Moody’s has said that Japan’s new economic capital regulations for insurers are credit positive by encouraging more efficient capital management.
The firm said in a new report that the regulations will improve insurers’ capital management, promote balanced risk-taking and make capital metrics more reflective of, and responsive to, interest rate changes. It said that insurers have already started to make changes to their economic capital and risk management ahead of the implementation of the new regime in 2025 as suggested by the Japan Financial Services Agency.
Soichiro Makimoto, a vice president and senior analyst at Moody’s, said: “We expect two key changes to capital requirements for Japanese insurers, namely valuing assets and liabilities based on market interest rates and calculating risks at higher risk charges. These changes will foster balanced risk-taking investment decisions.”
Moody’s said it expects the new regulations to require insurers to disclose quantitative metrics of economic capital positions in a standardised way. The stricter disclosure requirements will be credit positive, because greater transparency will incentivize insurers to improve economic capital management, especially for rated life insurers, which are mostly mutual companies with less disclosure components than public companies.

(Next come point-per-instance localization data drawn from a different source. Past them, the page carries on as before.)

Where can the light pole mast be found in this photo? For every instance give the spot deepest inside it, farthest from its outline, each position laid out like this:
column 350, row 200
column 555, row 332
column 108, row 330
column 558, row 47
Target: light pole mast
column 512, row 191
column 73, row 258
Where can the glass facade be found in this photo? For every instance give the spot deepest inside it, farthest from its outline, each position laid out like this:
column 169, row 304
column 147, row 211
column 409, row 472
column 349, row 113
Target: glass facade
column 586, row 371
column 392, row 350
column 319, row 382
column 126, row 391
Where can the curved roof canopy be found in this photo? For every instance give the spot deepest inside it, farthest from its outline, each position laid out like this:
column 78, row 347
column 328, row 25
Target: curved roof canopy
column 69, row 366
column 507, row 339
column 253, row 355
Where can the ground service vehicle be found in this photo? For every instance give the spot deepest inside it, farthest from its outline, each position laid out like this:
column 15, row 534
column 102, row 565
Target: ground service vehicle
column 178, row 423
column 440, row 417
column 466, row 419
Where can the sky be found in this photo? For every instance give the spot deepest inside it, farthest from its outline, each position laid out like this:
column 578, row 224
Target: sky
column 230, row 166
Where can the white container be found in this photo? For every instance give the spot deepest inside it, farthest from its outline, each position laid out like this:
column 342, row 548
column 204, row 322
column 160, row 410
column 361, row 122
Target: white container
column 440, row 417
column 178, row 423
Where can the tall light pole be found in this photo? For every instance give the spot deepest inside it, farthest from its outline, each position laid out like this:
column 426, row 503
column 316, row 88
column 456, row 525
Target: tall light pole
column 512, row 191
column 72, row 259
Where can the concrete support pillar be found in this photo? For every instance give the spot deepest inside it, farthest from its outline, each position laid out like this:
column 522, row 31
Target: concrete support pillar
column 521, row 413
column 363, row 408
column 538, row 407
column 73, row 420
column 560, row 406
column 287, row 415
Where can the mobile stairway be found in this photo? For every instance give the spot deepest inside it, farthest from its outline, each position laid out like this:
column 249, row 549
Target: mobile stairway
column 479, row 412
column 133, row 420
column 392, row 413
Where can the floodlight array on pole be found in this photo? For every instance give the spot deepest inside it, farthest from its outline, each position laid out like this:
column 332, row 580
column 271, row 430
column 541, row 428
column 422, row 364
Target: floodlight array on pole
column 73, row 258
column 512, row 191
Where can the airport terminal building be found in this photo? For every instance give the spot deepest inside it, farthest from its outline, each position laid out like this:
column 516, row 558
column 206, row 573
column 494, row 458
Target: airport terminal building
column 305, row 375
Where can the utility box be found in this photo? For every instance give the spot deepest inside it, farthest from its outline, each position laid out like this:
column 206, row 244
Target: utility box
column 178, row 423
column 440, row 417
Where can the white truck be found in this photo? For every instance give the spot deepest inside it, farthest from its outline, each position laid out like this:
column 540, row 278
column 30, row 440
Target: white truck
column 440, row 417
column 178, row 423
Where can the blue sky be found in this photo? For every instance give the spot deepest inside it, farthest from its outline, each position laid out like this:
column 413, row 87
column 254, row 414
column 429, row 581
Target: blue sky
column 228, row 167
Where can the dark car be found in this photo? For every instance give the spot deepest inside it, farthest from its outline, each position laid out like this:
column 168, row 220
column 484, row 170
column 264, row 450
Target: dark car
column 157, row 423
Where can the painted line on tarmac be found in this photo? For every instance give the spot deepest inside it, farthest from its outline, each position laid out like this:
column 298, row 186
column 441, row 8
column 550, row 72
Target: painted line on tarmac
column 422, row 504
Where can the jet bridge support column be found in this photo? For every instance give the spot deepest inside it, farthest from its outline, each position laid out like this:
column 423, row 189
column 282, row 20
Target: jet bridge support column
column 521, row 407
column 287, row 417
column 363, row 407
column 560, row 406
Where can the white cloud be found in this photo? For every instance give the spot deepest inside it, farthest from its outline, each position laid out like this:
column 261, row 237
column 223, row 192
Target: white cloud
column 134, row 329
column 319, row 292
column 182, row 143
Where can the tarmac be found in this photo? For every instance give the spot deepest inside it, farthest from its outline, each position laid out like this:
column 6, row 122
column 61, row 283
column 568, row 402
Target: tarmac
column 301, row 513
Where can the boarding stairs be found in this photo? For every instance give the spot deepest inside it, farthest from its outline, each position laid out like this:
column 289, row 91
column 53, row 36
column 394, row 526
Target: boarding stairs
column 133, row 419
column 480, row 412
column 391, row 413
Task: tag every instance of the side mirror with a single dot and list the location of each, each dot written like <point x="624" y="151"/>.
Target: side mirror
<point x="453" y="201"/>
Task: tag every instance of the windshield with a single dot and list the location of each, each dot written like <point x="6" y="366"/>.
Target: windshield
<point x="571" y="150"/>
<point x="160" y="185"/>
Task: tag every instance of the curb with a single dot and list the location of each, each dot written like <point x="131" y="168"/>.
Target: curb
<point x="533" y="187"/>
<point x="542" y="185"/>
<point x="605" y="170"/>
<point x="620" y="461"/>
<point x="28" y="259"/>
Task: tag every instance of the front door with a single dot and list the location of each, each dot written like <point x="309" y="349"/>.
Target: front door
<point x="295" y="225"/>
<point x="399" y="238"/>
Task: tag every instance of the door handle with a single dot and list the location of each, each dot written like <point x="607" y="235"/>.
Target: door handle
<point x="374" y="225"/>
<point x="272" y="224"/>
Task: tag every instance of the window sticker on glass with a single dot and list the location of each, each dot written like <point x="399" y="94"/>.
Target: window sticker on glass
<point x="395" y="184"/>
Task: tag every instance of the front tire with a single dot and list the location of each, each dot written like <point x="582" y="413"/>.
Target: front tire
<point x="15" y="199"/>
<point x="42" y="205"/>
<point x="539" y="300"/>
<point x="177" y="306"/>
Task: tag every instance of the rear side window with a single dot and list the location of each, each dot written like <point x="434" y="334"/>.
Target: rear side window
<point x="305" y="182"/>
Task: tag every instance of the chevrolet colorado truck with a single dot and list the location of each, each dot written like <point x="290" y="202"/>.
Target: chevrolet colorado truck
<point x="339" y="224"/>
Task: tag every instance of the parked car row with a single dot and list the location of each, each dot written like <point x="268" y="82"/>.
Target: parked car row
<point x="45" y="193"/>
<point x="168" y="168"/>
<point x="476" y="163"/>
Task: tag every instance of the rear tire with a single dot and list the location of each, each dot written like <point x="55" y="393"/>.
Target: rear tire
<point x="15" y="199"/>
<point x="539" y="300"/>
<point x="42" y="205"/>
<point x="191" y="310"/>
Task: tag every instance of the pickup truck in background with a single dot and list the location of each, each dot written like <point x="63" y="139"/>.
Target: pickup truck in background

The agency also said that standardised capital requirements will spur insurers to reduce risks and manage capital more effectively. Currently, insurers calculate quantitative economic capital metrics based on internal models in their own enterprise risk management framework without mandatory disclosure. The lack of standardization and public scrutiny has given rise to an absolute-return driven, instead of a risk-return driven investment style amongst life insurers, heightening asset and currency risks over much of the last decade.
Moody’s said that it believed life insurers would move to reduce interest rates and equity risks while taking on more credit risk. It said that the new regulations would encourage insurers to move towards capital-light protection products with low interest rate risks and away from long-term savings products with high interest rate risks.